Arch’s upper lip was sweating, a cigarette bobbed and twitched in his mouth. He watched Garrett, but while he watched he poured another few fingers of bourbon into a short, stumpy glass, the kind you’d find by the sink of a roadside motel.
He drank it down.
“That’s it, boy,” Garrett said. “That’s it.”
“The governor has turned my town into a circus.”
Arch stood up and began to pace the office, fingering up the blinds to see newsmen filling up the city streets. Outside, more newsmen and photographers waited, one of them with a whirring newsreel camera perched on the stock of a shotgun, and Arch flinched at the sight.

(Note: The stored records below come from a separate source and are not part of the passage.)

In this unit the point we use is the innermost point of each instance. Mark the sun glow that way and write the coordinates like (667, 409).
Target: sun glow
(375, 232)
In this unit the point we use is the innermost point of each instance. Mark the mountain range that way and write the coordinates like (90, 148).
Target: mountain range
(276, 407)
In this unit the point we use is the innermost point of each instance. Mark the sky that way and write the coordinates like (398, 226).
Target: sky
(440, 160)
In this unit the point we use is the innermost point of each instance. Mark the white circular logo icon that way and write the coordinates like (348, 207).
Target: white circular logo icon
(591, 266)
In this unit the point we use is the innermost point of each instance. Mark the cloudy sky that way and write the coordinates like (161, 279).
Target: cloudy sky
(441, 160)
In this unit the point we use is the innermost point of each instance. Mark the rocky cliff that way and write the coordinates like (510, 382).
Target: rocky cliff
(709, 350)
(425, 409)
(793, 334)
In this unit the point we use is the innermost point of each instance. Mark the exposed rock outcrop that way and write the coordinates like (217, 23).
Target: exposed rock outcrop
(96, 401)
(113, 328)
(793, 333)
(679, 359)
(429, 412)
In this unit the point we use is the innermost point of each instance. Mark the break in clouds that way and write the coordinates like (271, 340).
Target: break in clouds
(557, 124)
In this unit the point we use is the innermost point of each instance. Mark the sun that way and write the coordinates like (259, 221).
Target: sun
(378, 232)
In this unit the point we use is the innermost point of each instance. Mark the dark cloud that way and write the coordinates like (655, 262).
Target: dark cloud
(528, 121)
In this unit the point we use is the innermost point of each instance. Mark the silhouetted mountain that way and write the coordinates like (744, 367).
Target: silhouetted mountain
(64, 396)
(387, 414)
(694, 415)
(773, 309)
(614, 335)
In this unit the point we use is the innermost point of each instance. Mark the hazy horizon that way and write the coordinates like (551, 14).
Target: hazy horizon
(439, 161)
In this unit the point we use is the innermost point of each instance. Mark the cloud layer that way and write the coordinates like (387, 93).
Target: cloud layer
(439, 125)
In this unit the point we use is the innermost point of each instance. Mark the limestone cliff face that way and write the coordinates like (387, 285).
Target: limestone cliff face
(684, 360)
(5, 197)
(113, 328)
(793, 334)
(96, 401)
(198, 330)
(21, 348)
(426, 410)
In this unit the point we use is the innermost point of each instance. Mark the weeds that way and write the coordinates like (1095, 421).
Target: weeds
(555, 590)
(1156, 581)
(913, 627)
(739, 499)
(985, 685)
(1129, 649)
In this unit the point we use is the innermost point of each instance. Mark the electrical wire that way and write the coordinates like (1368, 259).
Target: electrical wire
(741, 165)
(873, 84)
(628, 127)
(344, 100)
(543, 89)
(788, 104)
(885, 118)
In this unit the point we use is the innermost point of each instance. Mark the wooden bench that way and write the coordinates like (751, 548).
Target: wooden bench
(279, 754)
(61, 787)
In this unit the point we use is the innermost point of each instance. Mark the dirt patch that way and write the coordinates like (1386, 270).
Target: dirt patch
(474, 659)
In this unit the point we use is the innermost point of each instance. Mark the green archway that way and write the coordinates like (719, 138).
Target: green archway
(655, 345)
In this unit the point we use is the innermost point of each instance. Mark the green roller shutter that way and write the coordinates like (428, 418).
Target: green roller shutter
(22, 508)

He paced more and ran his hands through the hair at his temples. He could feel the blood rush through his ears and pound the veins in his head. “They blame me for this. They blame me for all of this. Did you hear what Governor Persons said? He said all of the debauchery and gambling has to stop and mentioned me by name, as if he didn’t know a goddamn pair of dice had ever rolled in Phenix City. Well, goddamn him to hell.”
Arch hauled off and drop-kicked his trashcan across the room and it landed with a hard clatter and a crash, and two framed diplomas fell from the wall. A black-and-white picture of Arch, a captain standing by the Rhine with his boys holding up captured Lugers and bullet-riddled helmets, loosened from a nail and hung crooked on the cracked plaster wall.
Thirty minutes later, Garrett decided to call in all the favorite newsboys into the grand jury meeting room, where he sat thoughtfully at the head of the table, the windows open, letting in hot breezes and the sounds of bullhorns and sirens. He waited for another siren to pass, face drawn and solemn, thoughtful as hell, watching his hands till he spoke. He’d left his white Stetson on the rack outside and wore a pair of large, round gold glasses that made Arch think of a cartoon owl.
Someone leaned back into their seat and the wood clicked and groaned as Garrett nodded to Bert Fuller, who closed the door to give them all some privacy. Arch wanted a drink very badly and wished he’d filled a coffee cup with bourbon.
Fuller, still in his Texas hat and western shirt, leaned against a wall, just a cowpoke against a fence. His arms were crossed.
“I want to make it plain I have complete confidence in these elected officials,” Garrett said. “Sheriff Matthews. And Mr. Ferrell. Who I believe is the best damn solicitor in the state. These men are already working on three different theories on the murder.”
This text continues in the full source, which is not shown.